The Review by Betgem et al. (Intramyocardial haemorrhage after acute myocardial infarction. Nat. Rev. Cardiol. doi:10.1038/nrcardio.2014.188)1 provides an excellent overview of the pathophysiology and clinical correlates of intramyocardial haemorrhage (IMH) after acute myocardial infarction. The authors identify cardiovascular MRI as the reference standard clinical assessment for detection of IMH and suggest that “T2* seems to be the most sensitive cardiac MRI sequence to detect intramyocardial haemorrhage.” However, no direct literature was provided to support that conclusion.

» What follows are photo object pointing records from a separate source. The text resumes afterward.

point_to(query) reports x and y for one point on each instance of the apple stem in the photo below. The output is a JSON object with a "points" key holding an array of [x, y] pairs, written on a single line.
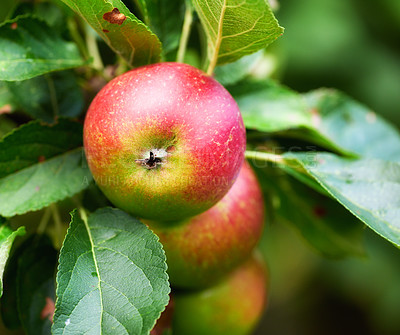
{"points": [[187, 23], [218, 40]]}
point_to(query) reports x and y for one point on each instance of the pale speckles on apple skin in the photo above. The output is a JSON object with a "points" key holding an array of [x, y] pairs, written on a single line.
{"points": [[172, 100]]}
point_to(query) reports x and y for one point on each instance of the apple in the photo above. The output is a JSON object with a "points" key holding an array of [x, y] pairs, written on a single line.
{"points": [[164, 141], [202, 249], [233, 307], [164, 323]]}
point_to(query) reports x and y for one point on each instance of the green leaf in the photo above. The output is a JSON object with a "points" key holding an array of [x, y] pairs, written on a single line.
{"points": [[42, 184], [120, 29], [47, 97], [6, 99], [34, 142], [36, 285], [325, 117], [269, 107], [232, 73], [165, 18], [328, 227], [40, 165], [236, 28], [111, 277], [352, 126], [29, 48], [7, 237], [6, 7], [368, 188]]}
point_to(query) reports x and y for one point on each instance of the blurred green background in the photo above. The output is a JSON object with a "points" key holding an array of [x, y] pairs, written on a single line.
{"points": [[352, 45]]}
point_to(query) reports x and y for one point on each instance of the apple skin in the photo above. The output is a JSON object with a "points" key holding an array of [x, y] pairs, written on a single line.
{"points": [[202, 249], [189, 122], [233, 307]]}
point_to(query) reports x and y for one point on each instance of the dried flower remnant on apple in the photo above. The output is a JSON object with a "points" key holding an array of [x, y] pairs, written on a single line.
{"points": [[171, 137]]}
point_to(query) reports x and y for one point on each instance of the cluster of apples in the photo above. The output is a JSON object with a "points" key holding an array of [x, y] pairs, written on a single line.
{"points": [[166, 143]]}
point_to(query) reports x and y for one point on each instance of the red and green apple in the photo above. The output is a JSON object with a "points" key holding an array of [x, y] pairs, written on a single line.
{"points": [[202, 249], [233, 307]]}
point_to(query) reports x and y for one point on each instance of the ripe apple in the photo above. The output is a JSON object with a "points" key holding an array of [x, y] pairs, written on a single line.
{"points": [[164, 141], [202, 249], [233, 307]]}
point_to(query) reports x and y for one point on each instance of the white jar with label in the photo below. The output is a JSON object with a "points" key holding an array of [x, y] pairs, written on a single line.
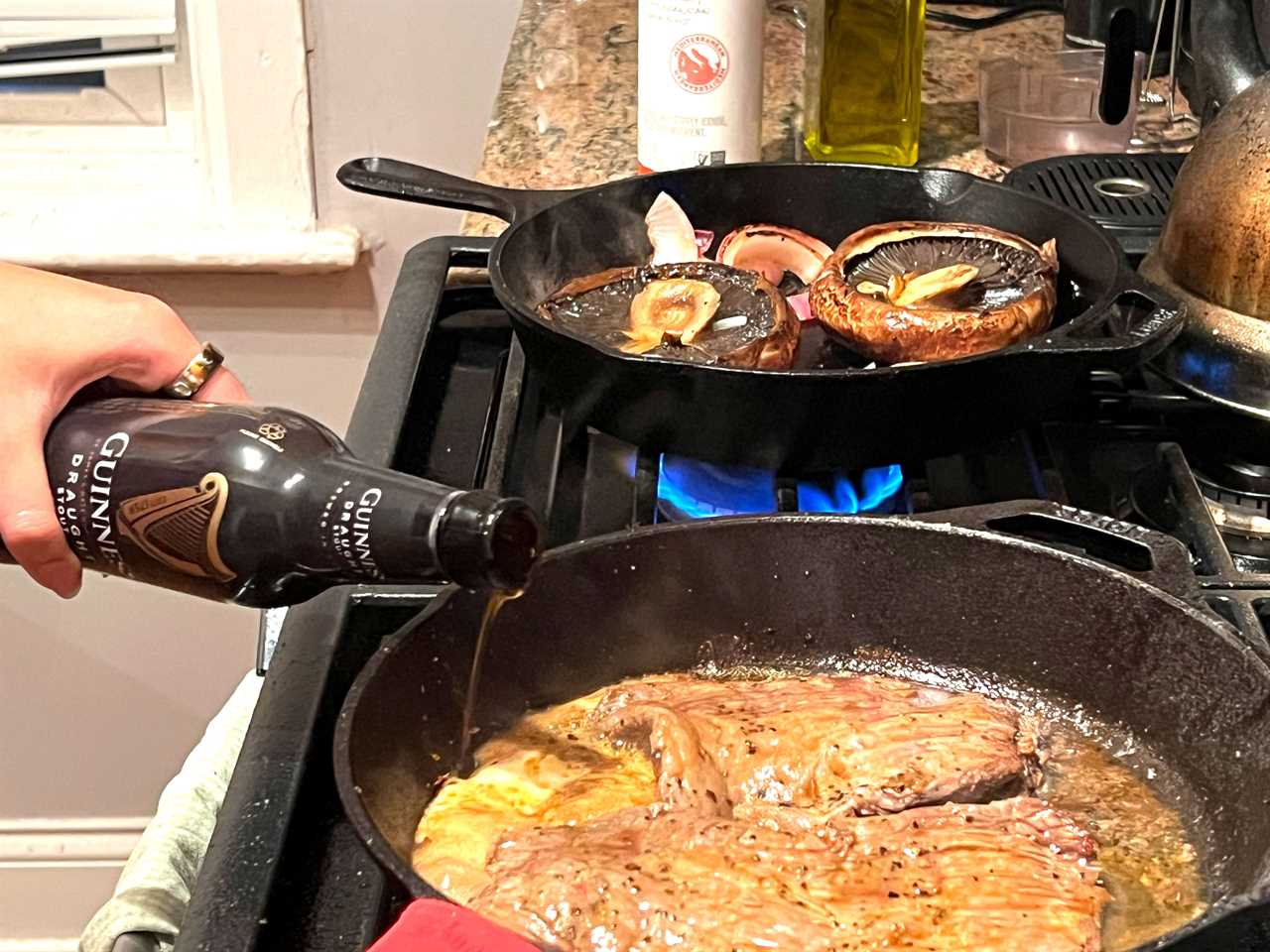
{"points": [[699, 82]]}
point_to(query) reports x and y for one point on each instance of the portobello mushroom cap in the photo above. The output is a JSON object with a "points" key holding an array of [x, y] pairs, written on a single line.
{"points": [[751, 325], [935, 291]]}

As mentioned in the Review, both T2 and T2* MRI sequences have been used to detect IMH. However, widespread clinical uptake of both approaches remains limited, in part owing to the long acquisition time in comparison to anatomical or cine imaging, and high sensitivity to motion artefact.2 Patients who have had a myocardial infarction might not tolerate the long breath holds required for image acquisition, a factor which is not accounted for in animal studies.

In fact, the question of whether a single imaging sequence is the most sensitive for detection of IMH is difficult to answer based on the current literature. In a canine model of IMH, T2 and T2* imaging seem to have similar accuracy in comparison to histology, with 98% (94–100%) sensitivity and 90% (83–98%) specificity for detection of IMH by T2 imaging (from 80 images) and 95% (86–100%) sensitivity and 94% (88–100%) specificity for detection by T2* imaging (from 55 images).3 However, direct comparisons of T2 and T2* for IMH in humans are sparse. The investigators of one study suggested that T2* imaging provides higher contrast than T2;4 however, we are aware of only one blinded head-to-head clinical comparison of T2 and T2*.2 In that study T2 imaging detected IMH in 43% of patients (n = 49), as compared to 34% of these same patients with IMH detected by T2*.2 The authors suggested that the increased sensitivity of T2 imaging was mostly due to improved image quality. Detection rates with T2-weighted imaging corresponded more closely than T2* to the independent MRI technique of susceptibility weighted imaging.2 Additionally, detection of IMH by T2 imaging in the acute phase postinfarction is the only form of imaging that has direct evidence of prognostic utility in patients.5 Eitel et al. found that IMH detected by T2 imaging was associated with major adverse cardiovascular events at 6 months (16.4% in those with IMH versus 7.0% in those without, n = 346; P = 0.006), a factor that remained significant even after accounting for infarct size and other patient variables. To our knowledge, an independent prognostic association has not been found for IMH detected by T2* imaging.

The optimal method to detect IMH by cardiovascular MRI continues to be the subject of research. We suggest that at the present time, advice to dismiss T2 imaging might be premature and not supported by current evidence. A combination of T2 and T2* imaging, therefore, remains the advised method to detect IMH following acute myocardial infarction.